Gregg Easterbrook makes an argument about suicide and the selective serotonin reuptake inhibitors (SSRIs — the class of antidepressants including Prozac and Zoloft) that seems plausible, though I’m not qualified to judge the underlying factual claims:
1. The use of SSRIs precipitates suicide in a small but non-trivial number of patients.
2. But widespread SSRI use has coincided with a decline in the overall suicide rate.
3. Untreated depression is a major cause of suicide.
4. Therefore, SSRIs probably prevent many more suicides than they cause.
5. Therefore, scaring people into no using them, or scaring manufacturers into not making them, with a combination of publicity and lawsuits would result in more suicides, not fewer.
Again, I’m not sure that’s right, but it might well be right, and it shows how poorly adapted our existing journalistic and legal mechanisms are to making policy about health care.
But Easterbrook segues from that sensible argument to what seems to me a not-very-sensible assertion:
Suicide should be viewed in public-health terms–as a disease with symptoms and treatment, requiring programs, awareness campaigns, and public outreach.
That assumes that suicide is one bad thing; in fact, it’s at least two things, only one of them bad. (See Update below.)
The bad suicide — the part of suicide that can reasonably be conceived of as a public-health problem — is the impulsive suicide, committed by a person who didn’t want to kill himself last week and who won’t want to kill himself next week if his current attempt is prevented or fails. Victims of that sort of suicide tend to be younger and to be suffering from various diagnosable mental health conditions, especially depression and anxiety. This class of cases ought to be managed with suicide prevention combined with treatment for the underlying disorders. (In addition, there are impulsive suicides stemming from sudden disasters; for these, prevention is still in order but there may be no underlying disorder to treat.)
But some suicides don’t look like that at all. They’re committed by people who, due to intense and prolonged misery, have decided that their lives would be happier if they ended now rather than later. The subjects — I see no reason to call them “victims” — of such acts of voluntary termination tend to be older, have more physical and social problems, and to have fewer psychiatric problems than those who submit to a transient impulse to kill themselves.
These suicides — call them “considered,” in contrast with the bad “impulsive” suicides — don’t look to me like a public health problem, or indeed a problem of any other kind. Suicide is indeed forbidden by most of the world’s religious traditions, but that doesn’t make it a medical problem. (Hume makes what seems to me a convincing case that the arguments offered in support of a supposed divine ordinance against suicide don’t hold water.)
That’s not to say that suicide may not point to real problems. If chronic pain victims commit suicide at high rates, which they do, that’s a convincing critique of our existing mechanisms of pain treatment.

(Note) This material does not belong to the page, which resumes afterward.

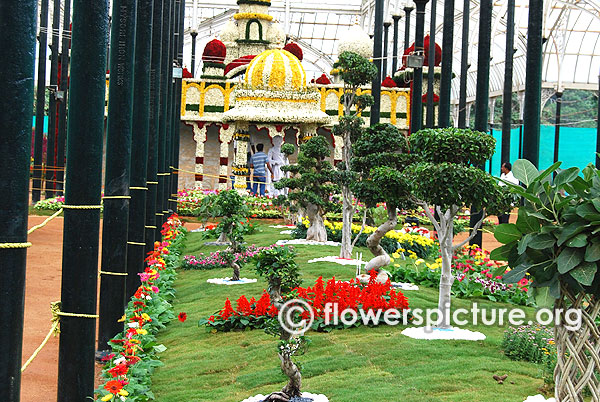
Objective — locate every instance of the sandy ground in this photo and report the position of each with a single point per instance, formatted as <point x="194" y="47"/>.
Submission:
<point x="39" y="381"/>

But when someone decides, after reflection, that his or her life is more trouble than it’s worth, it shouldn’t be the job of the public health community or the state to overrule that decision.

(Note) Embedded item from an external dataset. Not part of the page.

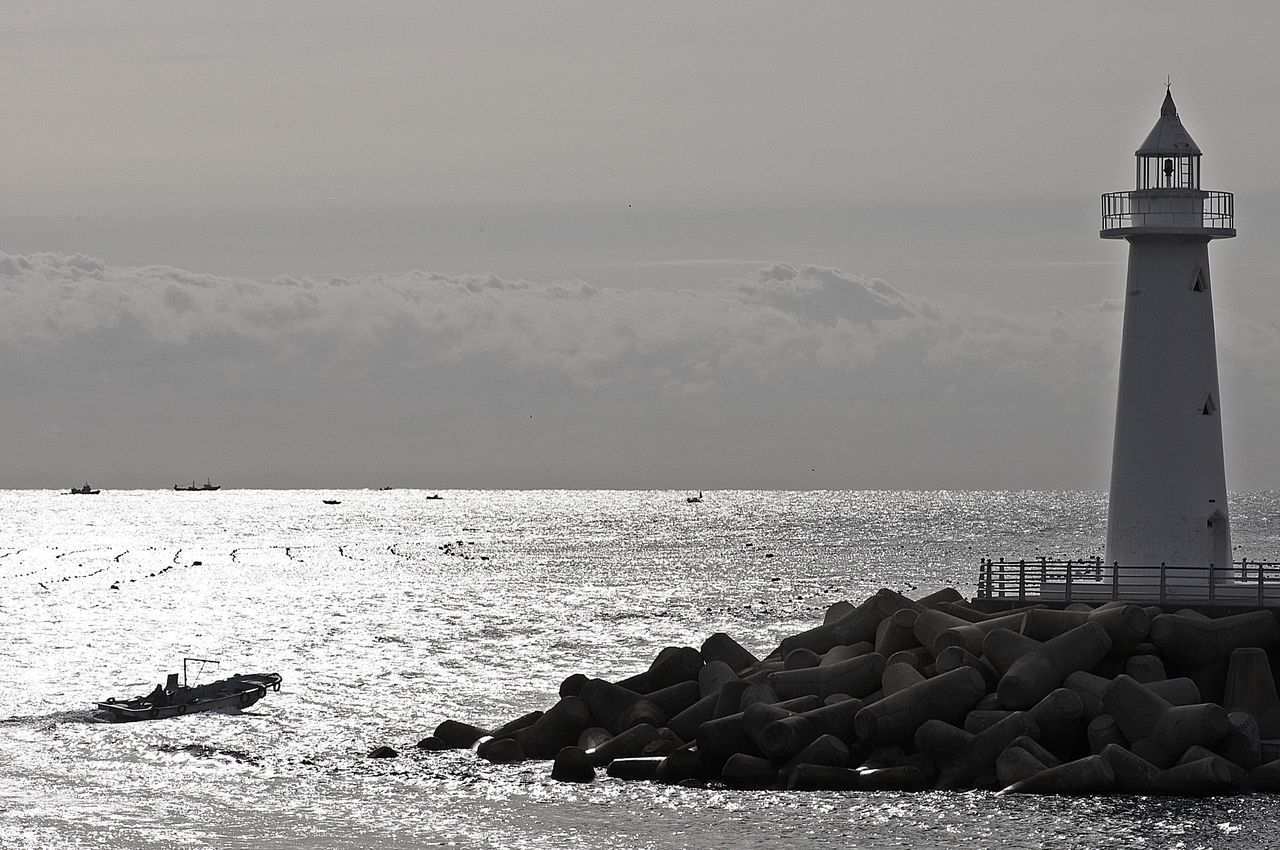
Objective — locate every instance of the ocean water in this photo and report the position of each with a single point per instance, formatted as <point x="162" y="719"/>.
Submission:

There are reasons to worry that a relaxation of the suicide taboo and of the laws that support it — in particular the “Kevorkian” laws that criminalize even the provision of the means by which someone else can kill himself — might over time create social pressure for those whose illness and debility make them a burden on others to do away with themselves. The existence of such social pressure would constitute a problem, and one worth attending to through public policy.
But adding considered and impulsive suicides together to make a suicide problem comparable to the problem of automobile accidents seems to me a mistake. So does using the fact that some people kill themselves with guns as an argument in favor of restricting gun ownership, without first deciding how many of those gun suicides were impulsive rather than considered.
Keeping people from doing away with themselves on impulse or under social pressure is a valid goal for public health and public policy. Meddling in people’s considered decisions not to go on living isn’t; there, the role of the state ought to be to get out of the way. The distinction between the two classes of cases probably isn’t a sharp one even conceptually, and it’s certainly hard to draw empirically. But that doesn’t give the public health folks a license to treat decisions as diseases.
Update A reader points out that the distinction between considered and impulsive acts is at least partly misleading, since someone in the grip of depression or anxiety disorder may plan a suicide carefully over a long period. A suicide committed not on impulse, but with impaired decision-making capacity, can be just as tragic and just as preventable as an impulsive act. So the right distinction is between “well-considered” acts, planned over time with relatively unimpaired mental faculties, and “poorly-considered” acts done either rashly or under the burden of mental illness.
Ideally, those judgments would be made looking only at the form of the decision rather than its content. In fact our judgment about whether a suicide is well-considered or not will have to depend to some extent on the substance of the reasons assigned for it.
The same reader suggests that anti-suicide policies are largely harmless, because those truly intent on taking their own lives will likely succeed. I strongly doubt it. Loss of strength and motor control, loss of mobility, and confinement to a nursing facility all make successful suicide much more difficult.